Aún no ha habido reacción por parte de la FDA o los responsables europeos -que siempre han negado esa relación- pero el Center for Science in the Public Interest -importante organización sin ánimo de lucro destinada al control de la alimentación y los aditivos en Estados Unidos- ha pasado el aspartamo de la categoría de Úsese con precaución a la de Debe evitarse.
Pocos productos relacionados con la alimentación han estado sometidos a tanta polémica como el aspartamo, aditivo internacionalmente conocido como E-951. Desde su descubrimiento de forma casual en 1965 -cuando la empresa norteamericana G.D. Searle & Co se encontró con él mientras buscaba un medicamento contra la úlcera- ha sido centro de numerosas controversias científicas y luchas de poder -político y económico- capaces de provocar un justificado escepticismo sobre el papel real de las autoridades reguladoras responsables de velar por la seguridad de los alimentos.
El aspartamo es hoy, tras la sacarina, el segundo edulcorante artificial más usado en el mundo -sólo en Estados Unidos se consumen más de 8.000 toneladas al año- aunque en términos de consumo mundial representa el 62% del mercado.

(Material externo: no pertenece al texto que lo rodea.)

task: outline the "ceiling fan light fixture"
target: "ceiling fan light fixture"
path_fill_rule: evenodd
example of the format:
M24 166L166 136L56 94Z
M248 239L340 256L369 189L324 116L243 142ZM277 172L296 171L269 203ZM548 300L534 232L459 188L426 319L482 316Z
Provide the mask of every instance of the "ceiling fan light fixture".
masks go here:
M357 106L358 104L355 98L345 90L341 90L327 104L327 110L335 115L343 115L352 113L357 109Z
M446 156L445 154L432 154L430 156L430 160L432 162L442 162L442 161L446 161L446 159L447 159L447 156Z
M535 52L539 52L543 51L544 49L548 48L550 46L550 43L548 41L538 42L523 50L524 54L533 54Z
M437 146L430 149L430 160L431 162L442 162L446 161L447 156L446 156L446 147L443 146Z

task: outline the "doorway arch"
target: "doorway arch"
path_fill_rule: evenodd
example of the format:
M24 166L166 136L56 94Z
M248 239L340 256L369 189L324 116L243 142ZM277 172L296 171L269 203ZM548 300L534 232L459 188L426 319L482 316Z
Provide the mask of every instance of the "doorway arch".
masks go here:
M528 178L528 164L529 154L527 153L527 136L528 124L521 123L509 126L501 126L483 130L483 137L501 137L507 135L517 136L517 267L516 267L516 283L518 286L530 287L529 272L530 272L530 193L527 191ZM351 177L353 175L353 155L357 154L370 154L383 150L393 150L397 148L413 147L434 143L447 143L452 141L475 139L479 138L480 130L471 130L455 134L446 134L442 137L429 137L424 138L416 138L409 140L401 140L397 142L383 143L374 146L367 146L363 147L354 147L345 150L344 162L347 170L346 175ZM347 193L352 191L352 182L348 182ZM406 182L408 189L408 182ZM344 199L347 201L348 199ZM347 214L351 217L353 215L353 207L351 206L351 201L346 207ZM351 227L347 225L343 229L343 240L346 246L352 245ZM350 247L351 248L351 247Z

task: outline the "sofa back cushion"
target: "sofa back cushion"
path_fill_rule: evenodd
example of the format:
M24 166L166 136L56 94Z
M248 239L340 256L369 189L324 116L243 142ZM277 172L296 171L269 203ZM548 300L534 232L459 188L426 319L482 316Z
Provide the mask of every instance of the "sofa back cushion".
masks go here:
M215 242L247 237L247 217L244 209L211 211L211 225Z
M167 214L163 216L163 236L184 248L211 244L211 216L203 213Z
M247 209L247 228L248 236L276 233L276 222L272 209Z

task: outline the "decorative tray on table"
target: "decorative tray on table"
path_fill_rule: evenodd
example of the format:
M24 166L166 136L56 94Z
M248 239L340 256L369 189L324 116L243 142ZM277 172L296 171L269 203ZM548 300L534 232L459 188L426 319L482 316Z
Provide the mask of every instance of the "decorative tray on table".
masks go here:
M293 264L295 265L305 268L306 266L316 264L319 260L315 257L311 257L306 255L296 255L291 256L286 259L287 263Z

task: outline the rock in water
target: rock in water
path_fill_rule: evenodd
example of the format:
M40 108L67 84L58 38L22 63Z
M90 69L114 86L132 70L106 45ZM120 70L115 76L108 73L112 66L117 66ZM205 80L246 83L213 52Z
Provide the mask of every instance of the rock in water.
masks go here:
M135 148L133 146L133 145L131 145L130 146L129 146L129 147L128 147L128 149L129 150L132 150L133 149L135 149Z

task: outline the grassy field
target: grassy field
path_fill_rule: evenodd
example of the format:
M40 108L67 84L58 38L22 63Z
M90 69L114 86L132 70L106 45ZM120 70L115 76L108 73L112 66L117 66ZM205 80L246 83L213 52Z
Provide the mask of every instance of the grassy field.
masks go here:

Según estimó en el 2005 el Centro de Información sobre el Aspartamo lo consumen habitualmente más de 200 millones de personas. De hecho se encuentra en ¡más de 6.000 productos! incluyendo bebidas no alcohólicas carbónicas, chocolates, chicles, caramelos, postres, yogures y productos farmacéuticos como los jarabes para la tos sin azúcar. Aunque su importancia viene dada sobre todo por su presencia en las denominadas bebidas light.

Para los organismos reguladores está demostrada de forma suficiente su seguridad; tanto para la FDA -la agencia que controla los alimentos y fármacos en Estados Unidos- como para el Comité Científico para la Alimentación de la Agencia de Seguridad Alimentaria de la Unión Europea. Y para muchos con eso es suficiente. Las empresas que lo usan, ante cualquier cuestionamiento sobre su seguridad, se refugian en lo obvio: “El E-951 está aprobado por las autoridades competentes ante quienes ha demostrado su seguridad”.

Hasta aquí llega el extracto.